At Junto, our Mentor Team Meetings have a way of unraveling the hard questions in business. These questions push our cohort companies into thinking about, or actually having, the hard conversations they may have been avoiding or didn’t know were important.

In a recent Mentor Team Meeting, the hard questions were on differentiating a brand in a saturated market: how does one create a differentiation strategy, and then pursue growth through that diversification?


The first round of shared experiences in response to these questions focused on the concept of “why.” Similar to the process of creating a company’s vision, mission and values statements, defining what a company aspires to be sparked a deep conversation about the “why you do what you do” with the Mentors.

One of the Mentors shared that if he figures out why his company is important, as well as who his company is as a brand, he unlocks the company’s ability to do what it is they do. His company began rethinking their market approach and in turn they created a whole new “why” that none of their competitors had defined.

Another shared experience was about a company’s restructuring of its identity: instead of defining themselves by what they do, they defined themselves by why they do it. Company culture became their differentiating strategy. They created their core values, began marketing them, and started discovering that customers were responding positively to them, helping lead to closed business.


In conjunction with “why who you are is important,” we heard from our Mentors about the importance of identifying who the actual customer is.

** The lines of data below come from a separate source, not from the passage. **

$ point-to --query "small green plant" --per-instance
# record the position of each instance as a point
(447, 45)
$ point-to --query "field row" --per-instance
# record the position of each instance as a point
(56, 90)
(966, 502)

We heard stories about misinterpreting a customer base, targeting too large of a customer base, as well as changing the the target market entirely, and every time it circled back to one Mentor’s question: “How do we narrow down our customer base and target those that provide the most value?”

This mentor said that his team got traction by identifying the customers around the things they did well: “Going after a segmented market creates scale.” He drove this point home with the realization that in a crowded market, “if I cannot define who my customer is, I do not need to take another step.”


The hard questions may be difficult to ask, or even answer, but in the end, defining the “who” and the “why” for a company’s brand are the foundational roots to value creation and scale.